现在你决定你想走多远。也许 2 次编辑、2 次删除或 2 次插入...或 1 次编辑和 1 次插入,或 1 次删除和 1 次插入等。
一些 JavaScript 代码来说明:
该代码没有提供最有效的解决方案,因为有很多重叠是可以避免的,但这是为了生成一个一次性问题的密码列表,所以......
我使用 JS 对象属性列表作为猜测的哈希集。
您可以通过迭代 getProps(guesses) 返回的数组来将猜测输出到密码列表。
First you need your character set. Were special characters a possibility? Upper and lower case? Numbers?
Next you need your original guess. Maybe 2 guesses, the second one would have your upper and lower cases inverted for the chance that the CAPS LOCK key was down. (fuzzY v. FUZZy)
Now you need to iterate all possibilities of... an edit, a delete and an insert.
Now you decide how far you want to take this.
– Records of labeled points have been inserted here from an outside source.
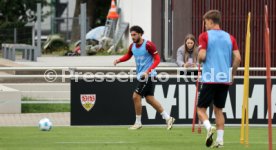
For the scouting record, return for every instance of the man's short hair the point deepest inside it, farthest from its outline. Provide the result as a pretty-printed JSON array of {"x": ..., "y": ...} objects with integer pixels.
[
  {"x": 137, "y": 29},
  {"x": 213, "y": 15}
]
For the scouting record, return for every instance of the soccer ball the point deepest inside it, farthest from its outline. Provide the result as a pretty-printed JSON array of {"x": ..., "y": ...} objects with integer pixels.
[{"x": 45, "y": 124}]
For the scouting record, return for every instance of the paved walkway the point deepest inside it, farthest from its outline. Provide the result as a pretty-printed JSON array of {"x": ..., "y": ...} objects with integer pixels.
[
  {"x": 32, "y": 119},
  {"x": 83, "y": 61}
]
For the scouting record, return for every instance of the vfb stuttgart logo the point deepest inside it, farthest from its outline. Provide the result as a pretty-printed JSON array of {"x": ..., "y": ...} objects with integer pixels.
[{"x": 88, "y": 101}]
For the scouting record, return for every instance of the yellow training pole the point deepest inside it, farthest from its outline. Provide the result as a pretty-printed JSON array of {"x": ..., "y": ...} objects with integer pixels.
[{"x": 246, "y": 87}]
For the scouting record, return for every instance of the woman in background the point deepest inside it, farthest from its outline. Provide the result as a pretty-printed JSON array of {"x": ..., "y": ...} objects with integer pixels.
[{"x": 187, "y": 53}]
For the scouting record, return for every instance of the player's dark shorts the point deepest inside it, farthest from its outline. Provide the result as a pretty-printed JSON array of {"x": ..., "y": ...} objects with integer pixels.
[
  {"x": 213, "y": 93},
  {"x": 145, "y": 87}
]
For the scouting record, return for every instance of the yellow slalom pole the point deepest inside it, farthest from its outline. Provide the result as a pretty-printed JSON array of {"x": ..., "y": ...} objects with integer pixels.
[{"x": 246, "y": 87}]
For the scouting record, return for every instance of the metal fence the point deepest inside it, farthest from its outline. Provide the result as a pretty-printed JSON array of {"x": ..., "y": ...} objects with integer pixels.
[{"x": 234, "y": 19}]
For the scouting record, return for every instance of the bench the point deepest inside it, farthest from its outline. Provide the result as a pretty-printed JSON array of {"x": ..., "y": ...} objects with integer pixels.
[{"x": 29, "y": 51}]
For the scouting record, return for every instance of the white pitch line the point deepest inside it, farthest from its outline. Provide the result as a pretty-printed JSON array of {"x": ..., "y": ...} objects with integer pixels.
[
  {"x": 97, "y": 142},
  {"x": 263, "y": 143}
]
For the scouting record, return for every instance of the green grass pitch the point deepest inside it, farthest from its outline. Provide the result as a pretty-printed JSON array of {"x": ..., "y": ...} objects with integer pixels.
[{"x": 120, "y": 138}]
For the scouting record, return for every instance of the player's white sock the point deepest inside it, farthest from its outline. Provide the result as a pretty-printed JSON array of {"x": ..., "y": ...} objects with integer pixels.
[
  {"x": 220, "y": 135},
  {"x": 138, "y": 119},
  {"x": 165, "y": 115},
  {"x": 207, "y": 124}
]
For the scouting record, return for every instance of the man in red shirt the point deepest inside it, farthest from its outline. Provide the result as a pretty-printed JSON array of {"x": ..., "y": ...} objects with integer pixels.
[{"x": 146, "y": 58}]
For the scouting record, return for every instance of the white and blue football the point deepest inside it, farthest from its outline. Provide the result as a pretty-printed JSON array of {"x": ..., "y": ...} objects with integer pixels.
[{"x": 45, "y": 124}]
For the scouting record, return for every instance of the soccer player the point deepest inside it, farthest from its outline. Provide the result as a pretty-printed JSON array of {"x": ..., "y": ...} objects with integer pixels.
[
  {"x": 218, "y": 52},
  {"x": 146, "y": 58}
]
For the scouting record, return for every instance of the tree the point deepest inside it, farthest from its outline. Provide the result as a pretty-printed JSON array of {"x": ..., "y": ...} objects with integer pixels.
[
  {"x": 96, "y": 12},
  {"x": 16, "y": 13}
]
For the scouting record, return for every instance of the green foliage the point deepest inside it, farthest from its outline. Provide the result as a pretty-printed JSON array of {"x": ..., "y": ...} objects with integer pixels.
[
  {"x": 16, "y": 13},
  {"x": 45, "y": 108}
]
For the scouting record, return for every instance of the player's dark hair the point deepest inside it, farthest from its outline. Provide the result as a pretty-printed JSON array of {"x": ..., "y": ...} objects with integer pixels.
[
  {"x": 137, "y": 29},
  {"x": 213, "y": 15}
]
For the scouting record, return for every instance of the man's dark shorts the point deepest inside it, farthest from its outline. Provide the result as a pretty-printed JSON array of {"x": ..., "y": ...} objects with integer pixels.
[{"x": 213, "y": 93}]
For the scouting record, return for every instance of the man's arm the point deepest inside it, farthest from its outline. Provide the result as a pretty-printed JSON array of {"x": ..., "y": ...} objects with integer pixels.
[
  {"x": 154, "y": 53},
  {"x": 236, "y": 62},
  {"x": 126, "y": 57}
]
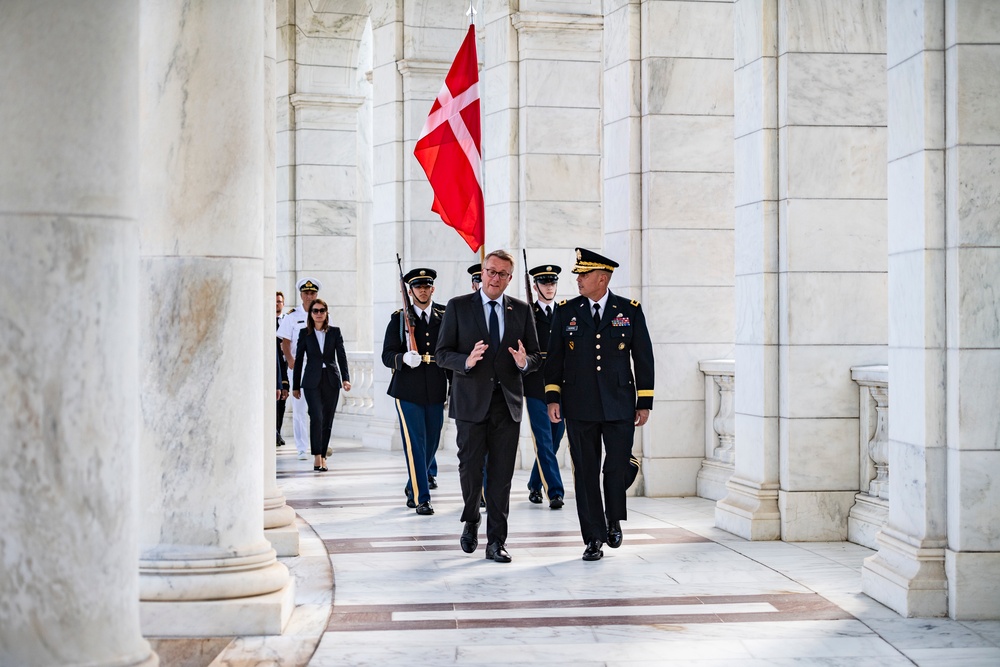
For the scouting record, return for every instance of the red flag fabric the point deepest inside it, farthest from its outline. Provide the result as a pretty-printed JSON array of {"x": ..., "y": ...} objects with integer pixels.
[{"x": 449, "y": 148}]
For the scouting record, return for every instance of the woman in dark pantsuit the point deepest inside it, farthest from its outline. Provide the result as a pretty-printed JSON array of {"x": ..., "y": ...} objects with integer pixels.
[{"x": 322, "y": 375}]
Maybe 2 edits, 2 deletes, or 2 inserts... or 1 edit and 1 insert, or 1 delete and 1 insert etc.
Some JavaScript code to illustrate:
The code doesn't present the MOST EFFICIENT solution since there is a lot of overlap that could of been avoided, but this is to generate a password list for a one shot problem so...
I used the JS object property list as a Hash Set of guesses.
You could output the guesses to a password list by iterating the array returned by getProps(guesses).